若き海運王は初恋の花を甘く切なく手折りたい
「はい?」
「総支配人と船長の許可が必要か?」
「で、ですが」

 困ったように笑いながら媚びへつらってくる金髪のコンシェルジュは若き海運王がひとりの女性に興味を抱いたことに危惧を抱いたらしく、彼の一方的な要求を退けようと考えをめぐらせている。と、そこへ慌ただしく制服を着た男性がカナトのもとへ駆け寄ってくる。

「鳥海さま、何かご用命でしょうか?」
「餘江さん。さっきこの階のレセプションデスクにいらした女性について知りたい」
「さきほどの……ああ、歩く翻訳、っと失礼、城崎のことですか?」

 歩く翻訳? 彼女の呼び名に思わず顔をしかめるカナトだったが「キザキ」の言葉に我に却りこくりと頷く。

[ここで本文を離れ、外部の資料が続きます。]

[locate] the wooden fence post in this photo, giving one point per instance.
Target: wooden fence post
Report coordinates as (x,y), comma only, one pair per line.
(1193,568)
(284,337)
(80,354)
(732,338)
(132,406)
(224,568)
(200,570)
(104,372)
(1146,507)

「そう、俺は彼女が気に入った。チップなら弾む。連れてきてくれるよな?」

 獲物を定めたような鋭い視線を向けられ、餘江と金髪女性は凍りつく。
 二十五歳独身の若き海運王を狙う女性は世界各地にいるが、彼が自分から女性を求めることはないと知られていた。
 その彼が、オーナー権限をつかってでも彼女と接触したいと交渉してきたのだ、一介の支配人でしかない餘江が拒絶することはまず難しい。